Taking a break from blogging, Twitter, and Facebook for awhile. Not sure when I'll return. I leave you with this, some of my notes from Robert McKee's Story, the screenwriter's Bible that applies to anyone just trying to tell good stories. (If you haven't read it and you want to make it as a writer, quit everything and go buy it now.) Disclaimer: The words are McKee's, the emphasis mine.
It's perhaps the most true and meaningful passage in all the book. It applies to screenwriters and other writers, yes. But look at it just right, replace a few words with a few other words, and it applies to all of us and all our lives.
“You must bring to the work a vision that’s driven by fresh insights into human nature and society, coupled with in-depth knowledge of your characters and your world. All that and … a lot of love.

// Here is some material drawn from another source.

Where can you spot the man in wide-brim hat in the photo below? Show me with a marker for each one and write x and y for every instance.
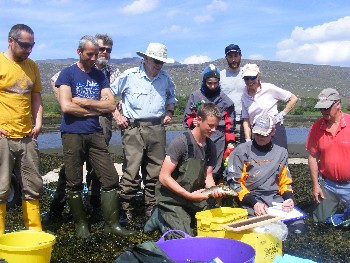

“The love of story—the belief that your vision can be expressed only through story, that characters can be more ‘real’ than people, that the fictional world is more profound than the concrete. The love of the dramatic—a fascination with the sudden surprises and revelations that bring sea-changes in life. The love of truth—the belief that lies cripple the artist, that every truth in life must be questioned, down to one’s own secret motives. The love of humanity—a willingness to empathize with suffering souls, to crawl inside their skins and see the world through their eyes. The love of sensation—the desire to indulge not only the physical but the inner senses. The love of dreaming—the pleaure in taking leisurely rides on your imagination just to see where it leads. The love of humor—a joy in the saving grace that restores the balance of life. The love of language—the delight in sound and sense, syntax and semantic. The love of duality—a feel for life’s hidden contradictions, a healthy suspicion that things are not what they seem. The love of perfection—the passion to write and rewrite in pursuit of the perfect moment. The love of uniqueness—the thrill of audacity and a stone-faced calm when it is met by ridicule. The love of beauty—an innate sense that treasures good writing, hates bad writing, and knows the difference.
“But the love of good story, of terrific characters and a world driven by your passion, courage, and creative gifts is still not enough. Your goal must be a good story well told.”